Grace looked consideringly at each questioning face raised to hers – Iskander, Lily, Joe and Rathmore – and replied slowly, ‘Yes. In fact there are things I would like to clear up before we get back to the fort. I have things to tell you – a story going well back into the past, a story that starts in a ravine not far from here . . .’ Grace looked around her and shivered, ‘. . . that encompasses the death of Zeman and ends with the birth of that small Afridi boy. But I can see only half the picture and we must look to Iskander to fill in the details that have been hidden from me.’

Iskander nodded. No one interrupted and she resumed, a supreme raconteuse, apparently telling a story by a camp fire but Joe sensed that she was taking no pleasure in the telling. Her eyes were full of pain and fixed on a distant past.

‘Before the war, about four years before the war, a section of the First Peshawar Scouts, based at Fort Hamilton as Gor Khatri was called before it was refurbished, was in the throes of a more than usually bloody struggle with the local Afridi. They’d been having problems for some months – the Afridi had somehow or other got their hands on large numbers of first-class bolt-action rifles and were keen to show their prowess. A barrampta – a punishment squad I believe they called it – was sent out to teach them a lesson but they got into difficulties and had to make a run for it. The whole thing was botched I must think – the patrol was under strength for the job it had to do and the Afridi had been underestimated. They were cock-a-hoop and tails up and giving our chaps a thorough pasting. Several wounded, some dead.
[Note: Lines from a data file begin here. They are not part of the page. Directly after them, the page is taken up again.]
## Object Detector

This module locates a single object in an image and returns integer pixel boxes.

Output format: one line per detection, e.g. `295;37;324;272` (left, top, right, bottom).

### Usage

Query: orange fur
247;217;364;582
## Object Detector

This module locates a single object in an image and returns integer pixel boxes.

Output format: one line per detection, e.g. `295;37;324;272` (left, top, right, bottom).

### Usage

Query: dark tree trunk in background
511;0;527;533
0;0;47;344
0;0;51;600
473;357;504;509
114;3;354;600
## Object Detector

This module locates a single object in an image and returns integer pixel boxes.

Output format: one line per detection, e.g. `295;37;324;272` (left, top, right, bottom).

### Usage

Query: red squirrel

‘They were making their way back, over rough ground, retreating to the shelter of a back-up force that came out belatedly to cover them with Lewis gun fire when an awful thing happened. One of the men – he was their medical officer – fell from a cliff he was climbing with others and was very badly injured. Not walking, not even crawling wounded. Well, I don’t need to spell out the implications. His own men wanted to go in and fetch him out in spite of the thick enemy fire and the difficulties of the terrain. Harry – the MO was called Harry – was lying in an impossible situation at the bottom of a ravine with Afridi lined up overhead ready to pick off anyone attempting a rescue.

‘It would have been a suicide mission had it taken place but it was never attempted. The Colonel commanding ordered the men to stand down and who shall say he was wrong?’ Grace paused, thoughtful.
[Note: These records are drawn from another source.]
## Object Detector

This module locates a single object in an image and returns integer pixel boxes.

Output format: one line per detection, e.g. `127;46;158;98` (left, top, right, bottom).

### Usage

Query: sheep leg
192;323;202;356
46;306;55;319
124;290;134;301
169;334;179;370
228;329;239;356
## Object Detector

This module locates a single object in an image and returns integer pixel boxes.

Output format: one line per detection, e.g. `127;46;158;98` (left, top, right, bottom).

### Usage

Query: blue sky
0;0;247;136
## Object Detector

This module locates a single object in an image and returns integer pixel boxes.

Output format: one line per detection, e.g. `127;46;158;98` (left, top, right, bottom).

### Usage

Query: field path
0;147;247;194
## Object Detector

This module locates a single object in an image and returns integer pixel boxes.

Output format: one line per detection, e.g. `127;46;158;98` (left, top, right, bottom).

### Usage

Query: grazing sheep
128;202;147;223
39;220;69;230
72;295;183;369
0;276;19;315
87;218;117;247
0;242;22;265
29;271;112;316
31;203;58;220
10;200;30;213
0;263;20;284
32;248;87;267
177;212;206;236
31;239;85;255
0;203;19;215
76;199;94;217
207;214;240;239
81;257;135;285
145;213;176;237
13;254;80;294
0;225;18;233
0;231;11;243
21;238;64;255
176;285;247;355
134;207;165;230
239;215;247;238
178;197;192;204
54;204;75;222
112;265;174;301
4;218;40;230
‘Couldn’t they have shot him?’ asked Lily anxiously. ‘I mean, I think that’s what they would normally do, isn’t it?’

‘Yes, it is. But he was at the bottom of the defile and they couldn’t get him in their sights. Well, there was one man in the company who wasn’t prepared to leave it like that. He was a subaltern, only twenty years old at the time and he’d only just joined the unit but he knew what was bound to happen to Harry if no one acted. His name was Jock – his nickname I should say – inevitable, because he was a Scotsman.’

Joe stirred uneasily but made no attempt to interrupt.

‘And, as many Scotsmen do, he carried one of those little daggers they have in the Highlands . . .’

‘A skian dhu,’ Joe supplied.

‘Yes, that’s it. It means a black knife, I believe. He also had his pistol and armed with these he set off by himself, disobeying orders, into the gathering gloom. As he crept along he noticed that the Afridi had melted away in their Pathan way and left the ravine apparently clear for him. But when he got to the place where Harry had fallen he found he was too late – others had got there before him. Two Afridi lagging behind the rest had found Harry and were robbing him. They’d taken his gun and were searching through his pockets. They were so occupied with this they didn’t hear Jock approach and he killed them both silently. When he turned his attention to Harry he realized there was little he could do for him. The man was a doctor and knew perfectly well the gravity of his own injuries. He told Jock that his back was broken and he could not possibly survive and he asked him to do what was expected of him.’

‘Poor man! And poor kid! What a god-awful thing to have to do,’ Lily murmured.